AP statistics Cheet Sheat

Data Analysis

  • Displaying Categorical Data

    • Frequency (counts)

    • Relative Frequency (percent/proportion)

    • Two-Way Table

      • Marginal Relative Frequency: P(c)

        • Percent or proportion of individuals that have a specific value for one categorical variable.

      • Joint Relative Frequency: (A \cap c)

        • Percent or proportion of individuals that have a specific value for one categorical variable and a specific value for another.

      • Conditional Relative Frequency: P(A|c)

        • Percent or proportion of individuals that have a specific value for one categorical variable among individuals who share the same value of another categorical variable (condition).

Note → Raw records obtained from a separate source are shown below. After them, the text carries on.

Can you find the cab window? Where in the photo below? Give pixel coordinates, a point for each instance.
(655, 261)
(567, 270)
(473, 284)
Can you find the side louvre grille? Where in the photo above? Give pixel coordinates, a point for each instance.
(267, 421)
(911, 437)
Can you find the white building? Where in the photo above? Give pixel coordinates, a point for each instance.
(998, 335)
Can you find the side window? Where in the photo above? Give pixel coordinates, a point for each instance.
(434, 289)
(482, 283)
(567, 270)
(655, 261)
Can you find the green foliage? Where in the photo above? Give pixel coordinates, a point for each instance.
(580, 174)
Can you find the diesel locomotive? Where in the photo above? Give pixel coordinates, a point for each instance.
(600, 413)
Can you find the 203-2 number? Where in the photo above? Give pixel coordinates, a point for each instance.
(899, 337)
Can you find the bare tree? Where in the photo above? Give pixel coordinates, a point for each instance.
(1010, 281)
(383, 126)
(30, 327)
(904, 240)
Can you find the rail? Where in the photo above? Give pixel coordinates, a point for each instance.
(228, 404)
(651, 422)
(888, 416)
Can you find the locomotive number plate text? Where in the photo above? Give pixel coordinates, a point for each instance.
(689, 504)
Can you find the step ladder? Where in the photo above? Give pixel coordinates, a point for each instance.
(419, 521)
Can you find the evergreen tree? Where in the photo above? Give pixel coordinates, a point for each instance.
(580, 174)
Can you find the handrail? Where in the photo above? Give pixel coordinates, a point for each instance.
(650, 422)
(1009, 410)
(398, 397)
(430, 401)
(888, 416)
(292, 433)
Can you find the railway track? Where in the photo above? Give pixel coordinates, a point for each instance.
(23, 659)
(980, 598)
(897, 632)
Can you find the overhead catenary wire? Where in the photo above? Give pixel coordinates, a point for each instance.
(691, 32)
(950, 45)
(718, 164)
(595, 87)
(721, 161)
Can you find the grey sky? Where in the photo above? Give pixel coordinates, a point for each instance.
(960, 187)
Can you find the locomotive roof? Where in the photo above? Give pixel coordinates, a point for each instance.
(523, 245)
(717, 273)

    • Graph of Categorical Variable Side-by-Side

      • Pie Chart

      • Bar Graph

      • Segmented Bar Graph

      • Mosaic Plot

    • Association

      • There is an association between two variables if knowing the value of one variable predicts the specific value of the other categorical variable.

Describing Quantitative Data with Graphs

  • Dotplot: ranges - percent or proportion of individuals that have a specific value

  • Stemplot (Stem-and-Leaf Plot)

  • Histogram

  • Describing the Distribution (SOCV + Context)

    • Shape: The distribution of (context) is (shape) with a peak at (highest point) and gaps between (gap).

      • Roughly right-skewed

      • Left-skewed

      • Uniform

      • Double-peaked (bimodal)

      • Symmetric (unimodal)

    • Outlier: There seems to be outliers at (values).

    • Center: The (mean/median) of the distribution is (mean/median + units).

      • Symmetric -> use mean

      • Skewed -> use median

    • Variability: The distribution of (context) has a (SD/IQR/range + units).

  • Comparing Distributions (SOCV + Context)

    • Identify any outliers for both distributions.

    • Compare the center (which is greater/lesser).

    • Describe the shape of both distributions.

    • Compare the variability (which varies more).

    • Always write in context of the problem.

Describing Quantitative Data with Numbers

  • Measures of Center

    • Mean: \bar{x} = \frac{\sum x_i}{n}

      • The mean is greatly affected by outliers (non-resistant).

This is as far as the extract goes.